The offer is being supported by the influential Ellison family. David Ellison’s father, Larry Ellison, co-founder of Oracle Corp. and the world’s second-richest person with a net worth of $383 billion, is backing the deal financially, according to reports.
Paramount declined to comment on the matter, while Warner Bros. did not immediately respond to requests for comment.
Shares of Warner Bros. jumped 29% to $16.15 in New York trading, boosting its market value to $40 billion. Including net debt, its enterprise value now stands at $71 billion. Over the past 12 months, Warner Bros. generated $38.4 billion in revenue.
Meanwhile, Paramount shares rose 16% to $17.46, with a market cap of over $19 billion. Bloomberg data suggests it carries net debt of $11.6 billion, with annual sales totaling $28.8 billion.
According to people close to the matter, Warner Bros. CEO David Zaslav believes the company could secure a higher premium for its streaming and studios division once separated from its struggling cable network assets. For Paramount’s Ellison, the challenge will be convincing Zaslav that an early acquisition is more beneficial than waiting.
If successful, the Paramount-Warner Bros. deal would reduce the number of legacy Hollywood studios from five to four. This would represent the biggest consolidation since Disney acquired Fox’s entertainment business for $71 billion in 2019.
The merger would bring together two powerhouses:
Paramount: known for Mission: Impossible, The Godfather, and Yellowstone.
Warner Bros.: home to Harry Potter, Batman, Casablanca, and HBO’s The Sopranos.
The combined entity would control two giant studio lots in Southern California and an unparalleled collection of blockbuster films and shows.
Major U.S. media companies like Warner Bros. and Comcast (NBCUniversal) are restructuring their operations with streaming at the core. This shift is driven by the decline in pay-TV subscribers, falling ad revenue, and stagnant theatre attendance.
Despite the pivot, profitability in streaming remains elusive. Companies are under investor pressure to cut costs, leading to:
Production cuts
Mass layoffs (thousands of jobs lost)
Delays from strikes that halted production for months in recent years
Comcast, one of the biggest U.S. cable-TV and broadband providers, announced plans to spin off networks like MSNBC, USA, and CNBC. The newly formed Versant Media Group is expected to launch by the end of 2025.

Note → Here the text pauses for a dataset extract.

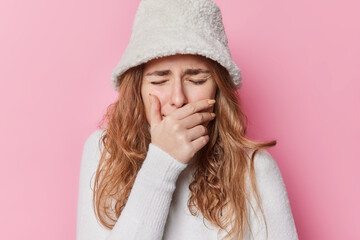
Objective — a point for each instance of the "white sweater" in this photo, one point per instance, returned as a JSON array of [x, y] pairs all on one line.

The potential Paramount Skydance bid for Warner Bros. Discovery could reshape Hollywood’s entertainment industry. With David Ellison and his father Larry Ellison providing strategic and financial firepower, the deal could merge two of the most iconic studios in film and television history.
While David Zaslav weighs whether Warner Bros. could fetch a higher valuation post-restructuring, this move highlights the growing urgency of consolidation in the face of streaming wars, declining traditional media revenues, and investor pressure.
If successful, the acquisition would be a landmark transaction, echoing Disney’s takeover of Fox and potentially setting the stage for a new era in global entertainment.